I tried to describe what I liked about this book by telling my father, «it’s confusing.» I’m not sure that I made any sense then, but this is what scifi should be. Vinge presents us with alien races and theories of galactic organization almost entirely without exposition. There’s no «The Kzinti were a razor-toothed warrior race resembling eight-foot tall cats» or anything like that. One alien race the reader is introduced to entirely through first-person accounts from the aliens’ perspective. Each detail is taken for granted and the reader gets to piece together what’s going on without much help from the omniscient narrator.
So, yes, it’s confusing. Reading A Fire Upon The Deep is like being plunged suddenly into an alien universe, left to make false starts theorizing about the events we’re reading. In the end, although the «learning curve» is a bit steep, it’s a more developed, more dimensional, more believable universe than I’ve ever encountered in science fiction. And I’ve read a bunch of sci-fi.

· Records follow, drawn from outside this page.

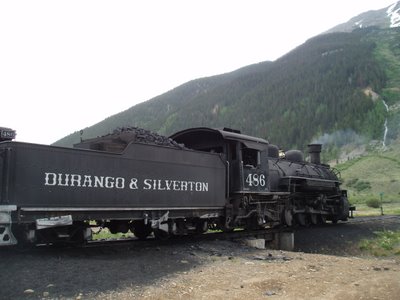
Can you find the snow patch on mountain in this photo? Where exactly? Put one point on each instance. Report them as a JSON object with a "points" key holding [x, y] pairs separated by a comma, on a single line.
{"points": [[393, 12]]}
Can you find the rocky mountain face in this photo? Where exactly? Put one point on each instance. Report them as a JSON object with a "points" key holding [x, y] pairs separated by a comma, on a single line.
{"points": [[347, 80], [388, 17]]}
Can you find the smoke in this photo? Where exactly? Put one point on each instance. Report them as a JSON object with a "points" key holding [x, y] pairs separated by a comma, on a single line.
{"points": [[341, 138]]}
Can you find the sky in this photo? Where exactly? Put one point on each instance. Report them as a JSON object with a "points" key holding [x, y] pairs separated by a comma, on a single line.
{"points": [[66, 65]]}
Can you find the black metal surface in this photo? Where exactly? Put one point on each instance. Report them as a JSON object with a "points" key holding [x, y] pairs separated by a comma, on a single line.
{"points": [[142, 176]]}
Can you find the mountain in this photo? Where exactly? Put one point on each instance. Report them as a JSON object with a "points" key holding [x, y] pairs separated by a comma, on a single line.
{"points": [[388, 17], [335, 83]]}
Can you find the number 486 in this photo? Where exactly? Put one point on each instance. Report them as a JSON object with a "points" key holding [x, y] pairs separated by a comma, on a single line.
{"points": [[255, 180]]}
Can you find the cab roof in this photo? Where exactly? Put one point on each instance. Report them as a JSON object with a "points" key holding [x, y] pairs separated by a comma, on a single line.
{"points": [[204, 135]]}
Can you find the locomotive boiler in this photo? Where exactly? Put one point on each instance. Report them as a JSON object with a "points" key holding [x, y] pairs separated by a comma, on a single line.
{"points": [[136, 180]]}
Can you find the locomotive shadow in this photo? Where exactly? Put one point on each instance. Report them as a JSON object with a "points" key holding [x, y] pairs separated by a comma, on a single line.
{"points": [[340, 239], [68, 273]]}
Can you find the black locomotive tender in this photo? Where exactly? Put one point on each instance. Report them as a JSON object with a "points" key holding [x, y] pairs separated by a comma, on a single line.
{"points": [[133, 179]]}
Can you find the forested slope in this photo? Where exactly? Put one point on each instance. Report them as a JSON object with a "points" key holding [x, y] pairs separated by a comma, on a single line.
{"points": [[322, 86]]}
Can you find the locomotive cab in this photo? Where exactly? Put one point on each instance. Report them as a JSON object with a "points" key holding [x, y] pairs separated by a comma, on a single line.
{"points": [[250, 204], [246, 157]]}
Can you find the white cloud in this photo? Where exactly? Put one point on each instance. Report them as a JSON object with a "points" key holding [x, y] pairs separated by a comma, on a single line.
{"points": [[65, 65]]}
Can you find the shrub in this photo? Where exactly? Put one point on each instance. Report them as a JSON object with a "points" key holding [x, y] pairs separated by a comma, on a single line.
{"points": [[374, 203]]}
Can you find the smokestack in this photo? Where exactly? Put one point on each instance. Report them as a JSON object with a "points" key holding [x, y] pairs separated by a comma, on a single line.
{"points": [[315, 153]]}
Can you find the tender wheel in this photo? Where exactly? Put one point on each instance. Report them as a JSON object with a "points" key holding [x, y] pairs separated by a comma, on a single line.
{"points": [[288, 217], [140, 230], [202, 227], [314, 219], [322, 219], [161, 234], [301, 219]]}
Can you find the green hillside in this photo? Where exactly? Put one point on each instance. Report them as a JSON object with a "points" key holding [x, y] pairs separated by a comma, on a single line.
{"points": [[332, 83], [374, 175]]}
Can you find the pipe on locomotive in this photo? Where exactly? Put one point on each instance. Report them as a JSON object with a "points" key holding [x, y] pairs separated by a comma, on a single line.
{"points": [[315, 153]]}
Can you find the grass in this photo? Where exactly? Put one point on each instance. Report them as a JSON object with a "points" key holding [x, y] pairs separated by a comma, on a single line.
{"points": [[386, 243], [388, 209], [374, 177]]}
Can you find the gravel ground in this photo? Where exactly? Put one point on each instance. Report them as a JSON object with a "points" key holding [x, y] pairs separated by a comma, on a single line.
{"points": [[326, 264]]}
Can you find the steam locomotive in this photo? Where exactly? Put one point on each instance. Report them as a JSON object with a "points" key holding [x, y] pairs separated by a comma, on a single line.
{"points": [[133, 179]]}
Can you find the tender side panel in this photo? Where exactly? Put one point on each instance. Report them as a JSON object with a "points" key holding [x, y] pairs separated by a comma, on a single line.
{"points": [[145, 176]]}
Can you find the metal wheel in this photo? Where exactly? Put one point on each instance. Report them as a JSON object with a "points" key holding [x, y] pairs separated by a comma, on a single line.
{"points": [[161, 234], [314, 219], [140, 230], [301, 219]]}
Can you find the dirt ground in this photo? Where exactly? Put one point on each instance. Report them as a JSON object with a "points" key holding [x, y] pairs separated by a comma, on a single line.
{"points": [[326, 264]]}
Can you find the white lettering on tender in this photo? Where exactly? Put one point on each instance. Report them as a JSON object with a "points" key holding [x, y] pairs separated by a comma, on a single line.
{"points": [[110, 182]]}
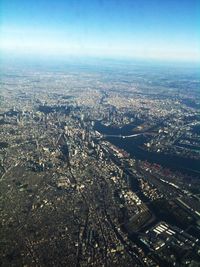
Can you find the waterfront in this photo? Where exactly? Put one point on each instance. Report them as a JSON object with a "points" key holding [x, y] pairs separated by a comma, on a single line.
{"points": [[134, 147]]}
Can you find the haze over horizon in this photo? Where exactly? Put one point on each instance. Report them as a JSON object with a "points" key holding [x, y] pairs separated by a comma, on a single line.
{"points": [[166, 30]]}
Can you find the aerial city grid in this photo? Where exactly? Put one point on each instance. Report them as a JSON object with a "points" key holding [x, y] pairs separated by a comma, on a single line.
{"points": [[99, 162]]}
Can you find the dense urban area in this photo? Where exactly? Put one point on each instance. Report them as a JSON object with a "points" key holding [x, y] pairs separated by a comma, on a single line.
{"points": [[99, 166]]}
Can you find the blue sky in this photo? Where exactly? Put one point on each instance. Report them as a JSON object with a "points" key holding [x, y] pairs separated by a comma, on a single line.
{"points": [[160, 29]]}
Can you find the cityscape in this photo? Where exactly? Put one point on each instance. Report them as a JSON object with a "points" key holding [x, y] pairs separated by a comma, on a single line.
{"points": [[100, 133], [100, 167]]}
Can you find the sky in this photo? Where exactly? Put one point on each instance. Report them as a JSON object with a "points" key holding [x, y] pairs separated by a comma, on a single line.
{"points": [[146, 29]]}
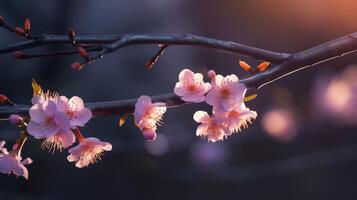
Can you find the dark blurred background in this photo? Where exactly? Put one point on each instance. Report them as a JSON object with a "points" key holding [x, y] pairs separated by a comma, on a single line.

AFUTD is an all-day sucker, too. It took several weeks of admittedly sporadic reading to get through. I don’t know how ebook pages translate to real book pages, but all too often I get through fiction in a disappointingly rapid time, and feel cheated, as though the author just didn’t have the sticktoitiveness to write something with depth or complexity. Dan Brown’s DaVinci Code comes to mind. You mean that’s all?
At 1930 (ebook) pages without annotation, AFUTD weighs in at about one-third the length of the New Revised Standard Version Bible, ebook edition. So that’s a very satisfyingly thick book.
Vinge also knows a thing or two about pacing. Sometimes I worry that I’ve grown jaded, but AFUTD surprised me by making my pulse pound as I read of an attack or a close escape from danger. As ponderous and complex as some of the conceptual set-up is, Vinge switches gear and capitalizes on the care he’s taken crafting the universe by disrupting the status quo and making the reader run for dear life along with some of the characters. This is no slow brain-teaser; it’s a rapid-fire page-turner, but smart.
I look forward to reading more of Vinge’s work.